Réunion du 9 décembre 2008 à 11h15
Commission des affaires étrangères

Bernard Kouchner, ministre des affaires étrangères et européennes :

Je me déroberai d'autant moins à votre question relative à la Cour européenne des droits de l'homme, monsieur Mignon, que j'ai reçu de la Cour un prix des droits de l'homme. Si la France, sauf erreur de ma part, a fourni un juge supplémentaire, je suis désolé que le budget qu'elle consacre au Conseil de l'Europe diminue. J'espère que nous pourrons corriger cette injustice l'an prochain.

Quant à la ratification du protocole 14, c'est une demande que nous formulons à la Russie depuis très longtemps. Et, malgré la démarche positive et le dialogue que nous maintenons, ce n'est pas notre seul point de conflit avec ce pays. Bien que le différend en matière de droits de l'homme soit très important, je remarque que, pour la première fois, la Russie avance l'argument des droits de l'homme (violations, bombardement nocturne de la localité de Tshinkvali, etc.) pour expliquer son attitude vis-à-vis de la Géorgie et son entrée en Ossétie du Sud. Je n'ai pas manqué de le rappeler à mes interlocuteurs – M. Medvedev, M. Poutine, et surtout M. Sergueï Lavrov, le ministre des affaires étrangères, qui évoque d'autant plus volontiers les droits de l'homme qu'il a répété la formule dans l'enceinte des Nations unies. Il y a là un terrain qui peut se révéler fécond pour les futures discussions de Genève entre la Russie et la Géorgie sous l'égide de M. Pierre Morel, envoyé spécial de l'Union européenne.
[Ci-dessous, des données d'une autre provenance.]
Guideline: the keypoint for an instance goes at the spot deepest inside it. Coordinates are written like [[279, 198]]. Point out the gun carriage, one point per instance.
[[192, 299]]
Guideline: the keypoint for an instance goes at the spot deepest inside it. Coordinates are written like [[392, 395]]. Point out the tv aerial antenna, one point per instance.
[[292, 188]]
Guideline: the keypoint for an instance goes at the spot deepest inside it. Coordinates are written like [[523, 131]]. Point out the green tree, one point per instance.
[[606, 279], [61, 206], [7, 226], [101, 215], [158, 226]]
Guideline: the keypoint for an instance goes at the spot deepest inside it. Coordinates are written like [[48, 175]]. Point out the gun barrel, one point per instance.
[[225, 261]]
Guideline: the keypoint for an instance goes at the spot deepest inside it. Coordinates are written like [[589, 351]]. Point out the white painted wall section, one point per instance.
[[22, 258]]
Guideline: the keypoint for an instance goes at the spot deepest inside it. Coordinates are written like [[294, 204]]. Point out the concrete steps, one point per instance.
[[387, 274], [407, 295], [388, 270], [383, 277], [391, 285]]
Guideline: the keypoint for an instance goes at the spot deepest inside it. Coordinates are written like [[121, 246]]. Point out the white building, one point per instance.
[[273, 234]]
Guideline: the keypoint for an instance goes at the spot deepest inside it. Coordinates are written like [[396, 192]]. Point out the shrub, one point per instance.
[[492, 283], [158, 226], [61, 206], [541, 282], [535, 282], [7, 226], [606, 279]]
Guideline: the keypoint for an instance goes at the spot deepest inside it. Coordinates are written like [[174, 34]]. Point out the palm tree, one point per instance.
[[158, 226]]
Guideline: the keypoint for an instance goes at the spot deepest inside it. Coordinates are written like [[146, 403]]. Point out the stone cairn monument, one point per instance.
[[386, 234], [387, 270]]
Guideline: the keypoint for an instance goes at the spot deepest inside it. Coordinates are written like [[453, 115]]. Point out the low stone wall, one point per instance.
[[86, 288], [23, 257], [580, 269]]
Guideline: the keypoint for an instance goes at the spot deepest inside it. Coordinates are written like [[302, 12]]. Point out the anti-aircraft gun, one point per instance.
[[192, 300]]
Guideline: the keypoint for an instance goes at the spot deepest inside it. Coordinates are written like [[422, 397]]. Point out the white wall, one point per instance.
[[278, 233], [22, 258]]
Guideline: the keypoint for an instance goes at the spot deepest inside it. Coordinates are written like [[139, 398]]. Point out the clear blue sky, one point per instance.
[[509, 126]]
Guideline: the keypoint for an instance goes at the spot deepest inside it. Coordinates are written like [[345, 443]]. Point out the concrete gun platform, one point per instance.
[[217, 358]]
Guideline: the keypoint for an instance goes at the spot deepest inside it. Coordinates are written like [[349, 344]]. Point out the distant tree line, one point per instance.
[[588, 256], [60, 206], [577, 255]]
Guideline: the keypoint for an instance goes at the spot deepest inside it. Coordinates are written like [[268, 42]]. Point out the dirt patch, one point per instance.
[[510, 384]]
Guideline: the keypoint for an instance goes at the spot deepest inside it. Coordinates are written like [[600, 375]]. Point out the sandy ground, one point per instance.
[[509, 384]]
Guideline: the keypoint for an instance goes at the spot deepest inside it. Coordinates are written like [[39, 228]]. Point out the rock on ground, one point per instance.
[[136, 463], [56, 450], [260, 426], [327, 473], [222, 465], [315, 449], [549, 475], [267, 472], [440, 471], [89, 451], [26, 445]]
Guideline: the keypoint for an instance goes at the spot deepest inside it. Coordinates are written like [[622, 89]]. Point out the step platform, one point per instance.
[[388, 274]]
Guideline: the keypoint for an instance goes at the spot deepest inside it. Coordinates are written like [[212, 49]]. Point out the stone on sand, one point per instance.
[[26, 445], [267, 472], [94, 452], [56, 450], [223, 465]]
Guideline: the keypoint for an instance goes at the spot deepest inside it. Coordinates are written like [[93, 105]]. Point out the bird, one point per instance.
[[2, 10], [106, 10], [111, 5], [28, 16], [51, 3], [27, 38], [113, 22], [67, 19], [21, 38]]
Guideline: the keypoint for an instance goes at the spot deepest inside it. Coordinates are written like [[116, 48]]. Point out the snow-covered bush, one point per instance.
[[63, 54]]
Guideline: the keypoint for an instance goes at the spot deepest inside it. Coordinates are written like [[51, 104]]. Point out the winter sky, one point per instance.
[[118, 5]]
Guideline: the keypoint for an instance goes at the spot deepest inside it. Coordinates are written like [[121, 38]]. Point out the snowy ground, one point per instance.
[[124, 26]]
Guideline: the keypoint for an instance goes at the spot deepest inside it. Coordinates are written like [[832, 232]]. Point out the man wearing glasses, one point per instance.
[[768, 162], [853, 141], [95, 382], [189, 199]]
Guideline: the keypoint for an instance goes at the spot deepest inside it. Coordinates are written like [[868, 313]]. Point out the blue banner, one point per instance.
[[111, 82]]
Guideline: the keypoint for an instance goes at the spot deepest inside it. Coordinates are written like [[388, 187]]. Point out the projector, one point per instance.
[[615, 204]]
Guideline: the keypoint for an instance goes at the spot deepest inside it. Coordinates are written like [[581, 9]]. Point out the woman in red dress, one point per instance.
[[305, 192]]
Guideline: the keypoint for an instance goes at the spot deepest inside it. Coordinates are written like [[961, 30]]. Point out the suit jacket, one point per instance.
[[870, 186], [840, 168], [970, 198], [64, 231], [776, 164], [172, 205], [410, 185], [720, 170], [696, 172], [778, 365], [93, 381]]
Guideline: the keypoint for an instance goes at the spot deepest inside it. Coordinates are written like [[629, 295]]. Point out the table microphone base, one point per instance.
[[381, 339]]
Il prendrait trop de temps de revenir sur le dossier du Rwanda, madame Taubira. Vous en avez d'ailleurs une aussi bonne connaissance que moi. L'arrestation en Allemagne de Mme Rose Kabuye, son transfert en France, puis le régime d'assignation à résidence qui lui a été accordé par le juge de la détention et des libertés, sont assurément des éléments importants et ont été reçus comme tels au Rwanda. Au terme de l'entrevue que David Miliband et moi-même avons eue avec le président Kagamé, il m'est apparu que l'on pourrait espérer un rétablissement de relations normales.

Vous avez raison au sujet de l'Union africaine. Celle-ci assure de nombreuses médiations et y délègue des personnes inspirées et talentueuses. Cela dit, quel succès rencontrent-elles ? La médiation au Zimbabwe est pour l'instant un échec mais aussi de l'UA et de l'organisation qui rassemble les pays d'Afrique australe, la SADC. Pourtant, l'ONU, l'Union européenne et l'Union africaine soutenaient l'accord du 15 septembre qui prévoyait que M. Morgan Tsvangiraï, qui a la majorité parlementaire, soit nommé Premier ministre. Les centaines, voire les milliers de Zimbabwéens touchés par le choléra ne font que renforcer l'urgence. Nous examinerons cet après-midi avec l'Organisation mondiale de la santé la possibilité d'organiser une intervention sanitaire internationale.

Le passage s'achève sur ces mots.